Una semana tipo podría ser: dos días de fuerza, dos de Pilates y uno o dos de cardio. O tres días de fuerza, uno de Pilates y dos de cardio. Depende de tus objetivos y tu disponibilidad. Lo importante no es la distribución exacta, sino la consistencia.
Los días de descanso no tienen que ser días de inactividad total. Pilates funciona muy bien como recuperación activa: mantienes el cuerpo en movimiento sin generar estrés adicional. Una sesión suave de Pilates suelo o reformer en un día de descanso del gimnasio ayuda a liberar tensión, mejorar la movilidad y mantener la conexión con el core.
Muchos deportistas de alto nivel incluyen Pilates en su rutina precisamente por esto: no para quemar calorías, sino para mejorar la calidad del movimiento y reducir el riesgo de lesión. Si funciona para ellos, tiene sentido para quien busca definir sin lesionarse. Lucía, una de nuestras alumnas de 35 años, combina dos días de pesas con dos de Pilates semanal. En seis meses definió los brazos y mejoró su postura de forma notable, algo que no había conseguido con solo gimnasio.
Ningún ejercicio, incluido Pilates, compensa una alimentación desordenada o un descanso insuficiente. La definición muscular depende en gran medida del déficit calórico controlado y de un aporte adecuado de proteínas para mantener la masa muscular mientras se pierde grasa.
Pilates puede ayudar indirectamente porque mejora la conciencia corporal, y esa conciencia suele trasladarse a mejores decisiones alimentarias y de descanso. Pero no esperes que el ejercicio haga todo el trabajo. La cocina y el sueño son los otros dos pilares.
El error más común es hacer Pilates justo antes de un entrenamiento de fuerza intenso. Pilates requiere concentración y activación profunda; si llegas fatigado de una sesión de pesas, no podrás ejecutarlo bien. Mejor separarlos en días distintos o hacer Pilates después del cardio o la fuerza, nunca antes si ese día tienes un entrenamiento exigente.
Otro error es pensar que más es mejor. Hacer Pilates seis días a la semana más cardio diario no acelera la definición; aumenta el riesgo de sobreentrenamiento y lesión. La progresión real viene de la recuperación, no solo del estímulo.
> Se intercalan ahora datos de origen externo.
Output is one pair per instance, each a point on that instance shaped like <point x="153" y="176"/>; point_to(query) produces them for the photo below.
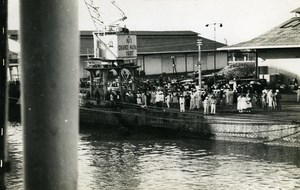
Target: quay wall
<point x="196" y="125"/>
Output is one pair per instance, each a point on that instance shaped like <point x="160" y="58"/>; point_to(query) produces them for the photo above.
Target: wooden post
<point x="50" y="87"/>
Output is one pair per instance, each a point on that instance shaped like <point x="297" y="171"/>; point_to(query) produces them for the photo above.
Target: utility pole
<point x="215" y="47"/>
<point x="199" y="43"/>
<point x="3" y="93"/>
<point x="50" y="76"/>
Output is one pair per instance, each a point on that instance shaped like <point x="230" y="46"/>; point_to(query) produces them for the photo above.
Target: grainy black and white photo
<point x="150" y="95"/>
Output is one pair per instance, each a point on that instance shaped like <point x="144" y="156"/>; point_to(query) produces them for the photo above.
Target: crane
<point x="99" y="21"/>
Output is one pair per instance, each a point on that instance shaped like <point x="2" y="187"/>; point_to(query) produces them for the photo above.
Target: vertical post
<point x="199" y="43"/>
<point x="3" y="92"/>
<point x="92" y="77"/>
<point x="50" y="77"/>
<point x="215" y="49"/>
<point x="105" y="76"/>
<point x="256" y="66"/>
<point x="133" y="79"/>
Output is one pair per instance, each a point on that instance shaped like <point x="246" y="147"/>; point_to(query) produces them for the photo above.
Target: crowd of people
<point x="176" y="96"/>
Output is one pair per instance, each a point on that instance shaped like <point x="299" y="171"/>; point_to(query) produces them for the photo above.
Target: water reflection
<point x="172" y="164"/>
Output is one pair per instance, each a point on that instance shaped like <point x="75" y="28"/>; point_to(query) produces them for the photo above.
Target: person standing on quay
<point x="182" y="103"/>
<point x="168" y="99"/>
<point x="278" y="100"/>
<point x="206" y="105"/>
<point x="213" y="102"/>
<point x="298" y="94"/>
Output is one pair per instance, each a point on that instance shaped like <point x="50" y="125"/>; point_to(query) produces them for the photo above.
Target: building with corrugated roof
<point x="155" y="50"/>
<point x="277" y="51"/>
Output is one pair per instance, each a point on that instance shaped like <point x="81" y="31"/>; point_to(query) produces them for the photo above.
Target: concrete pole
<point x="105" y="81"/>
<point x="3" y="93"/>
<point x="49" y="78"/>
<point x="133" y="79"/>
<point x="199" y="63"/>
<point x="215" y="49"/>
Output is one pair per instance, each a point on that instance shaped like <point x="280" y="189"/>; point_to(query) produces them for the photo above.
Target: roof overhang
<point x="170" y="52"/>
<point x="258" y="47"/>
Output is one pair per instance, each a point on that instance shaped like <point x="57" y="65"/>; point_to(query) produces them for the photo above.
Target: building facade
<point x="160" y="52"/>
<point x="277" y="51"/>
<point x="165" y="52"/>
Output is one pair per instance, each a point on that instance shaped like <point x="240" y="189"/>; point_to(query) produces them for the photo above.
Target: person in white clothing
<point x="298" y="94"/>
<point x="206" y="105"/>
<point x="213" y="102"/>
<point x="182" y="103"/>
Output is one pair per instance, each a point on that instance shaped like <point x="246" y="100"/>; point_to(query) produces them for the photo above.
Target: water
<point x="167" y="164"/>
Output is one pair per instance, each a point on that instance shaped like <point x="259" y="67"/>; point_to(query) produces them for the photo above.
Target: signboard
<point x="127" y="46"/>
<point x="115" y="46"/>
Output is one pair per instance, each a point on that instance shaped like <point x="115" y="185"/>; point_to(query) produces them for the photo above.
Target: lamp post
<point x="215" y="45"/>
<point x="199" y="43"/>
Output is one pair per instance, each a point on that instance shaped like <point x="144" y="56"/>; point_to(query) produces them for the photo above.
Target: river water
<point x="149" y="162"/>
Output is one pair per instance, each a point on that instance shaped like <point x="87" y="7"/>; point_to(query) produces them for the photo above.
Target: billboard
<point x="115" y="46"/>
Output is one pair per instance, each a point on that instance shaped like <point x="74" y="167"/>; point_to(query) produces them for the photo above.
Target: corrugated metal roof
<point x="296" y="10"/>
<point x="171" y="41"/>
<point x="286" y="35"/>
<point x="155" y="42"/>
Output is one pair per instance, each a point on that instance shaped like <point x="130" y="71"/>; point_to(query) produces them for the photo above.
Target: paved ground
<point x="290" y="112"/>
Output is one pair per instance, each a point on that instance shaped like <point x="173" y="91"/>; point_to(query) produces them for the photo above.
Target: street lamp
<point x="215" y="45"/>
<point x="199" y="43"/>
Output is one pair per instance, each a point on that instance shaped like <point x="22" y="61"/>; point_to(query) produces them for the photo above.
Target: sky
<point x="242" y="19"/>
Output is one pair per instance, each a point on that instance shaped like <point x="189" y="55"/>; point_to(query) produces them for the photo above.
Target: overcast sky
<point x="242" y="19"/>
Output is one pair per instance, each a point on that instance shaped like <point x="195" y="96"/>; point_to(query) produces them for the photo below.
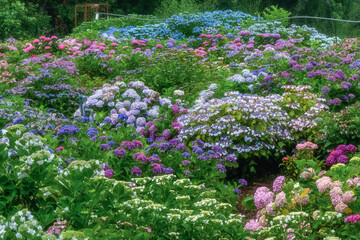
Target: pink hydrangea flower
<point x="280" y="199"/>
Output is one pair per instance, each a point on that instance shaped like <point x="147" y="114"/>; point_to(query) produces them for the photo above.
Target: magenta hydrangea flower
<point x="343" y="159"/>
<point x="119" y="152"/>
<point x="139" y="156"/>
<point x="109" y="173"/>
<point x="263" y="197"/>
<point x="351" y="148"/>
<point x="157" y="168"/>
<point x="331" y="160"/>
<point x="352" y="218"/>
<point x="136" y="171"/>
Pilates no es la herramienta principal para perder peso, pero es un complemento excelente para definir el cuerpo si se combina bien con entrenamiento de fuerza y cardio. Su verdadero valor está en la calidad del movimiento, la prevención de lesiones y la mejora postural.
La clave está en tener expectativas realistas, organizar la semana con inteligencia y no abandonar ninguna de las tres patas: el trabajo de fuerza que construye músculo, el cardio que gasta energía y el Pilates que afina el control y la postura.